By observing that there is only one advantage from many disadvantages, the church is faced with many challenges of which some are:

  • to engage in learning the cultures and languages of the indigenous people in order to effectively minister to the majority of the people in the country.
  • to have evangelistic and church work in the rural areas intensified as a part of fulfilling the great commission, since there are no migrants coming to Zimbabwe these years
  • to avoid giving impression that the church is serving or representing one particular group or ethnic community :- GO YE THEREFORE AND TEACH ALL NATIONS... (Matt. 28:19)

RELATIONS WITH OTHER REFORMED CHURCHES

The other church in similar category as ours is the Dutch Reformed Church in Central Africa which is linked with the General Synod of Dutch Reformed Church in South Africa. Some of their members migrated to Zimbabwe many years ago and established themselves in this using the Afrikaans language and order of service as done in South Africa. The difference was that the Dutch Reformed Church members belong to the privileged class, while most of our members to the unprivileged group. In the Dutch Reformed Church many are farm owners, while many of our members are farm workers. The main factor which makes the relationship harmonious is the origin of both churches. Including the Reformed Church in Zimbabwe, there are the three that belong to the same Reformed family of origin. So joint meetings for the modermen of the three churches are held three times a year to discuss mutual issues.

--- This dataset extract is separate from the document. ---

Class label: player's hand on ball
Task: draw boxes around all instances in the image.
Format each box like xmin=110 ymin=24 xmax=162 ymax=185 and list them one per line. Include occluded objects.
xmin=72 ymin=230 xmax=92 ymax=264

The Reformed Church in Zimbabwe is the indigenous one while the other two belong to the same category. Hence some advantages and disadvantages for our church can also be the same ones experienced by the Dutch Reformed Church. As a matter of fact, the two churches, CCAP and DRC were the most affected after the LAND REFORM PROGRAM

LAND REFORM PROGRAM:

Zimbabwe's Land Reform Program, which started in the year 2000 has resulted in many of our church members and also DRC members leaving the farms. Automatically the church's work on the farms has ceased, resulting in a drastic drop in membership from the year 2000. Our church's survey shows that a quota of our membership has become displaced without any hope of returning to the home lands or getting any gratuity from the employers. The church buildings on the farms were taken over by the new occupants of the farms, and are now used for other purposes.

CONCLUSION

Despite some problems or hindrances affecting the CCAP, mentioned before, it is gratifying to note that:

  1. the preachers can use both the indigenous and the vernacular languages during the services.
  2. some church members who at first did not understand the vernacular language are able to do so now.
  3. some of the indigenous people are interested in joining the Church.

* Population now above 16 million from the 2004 censors.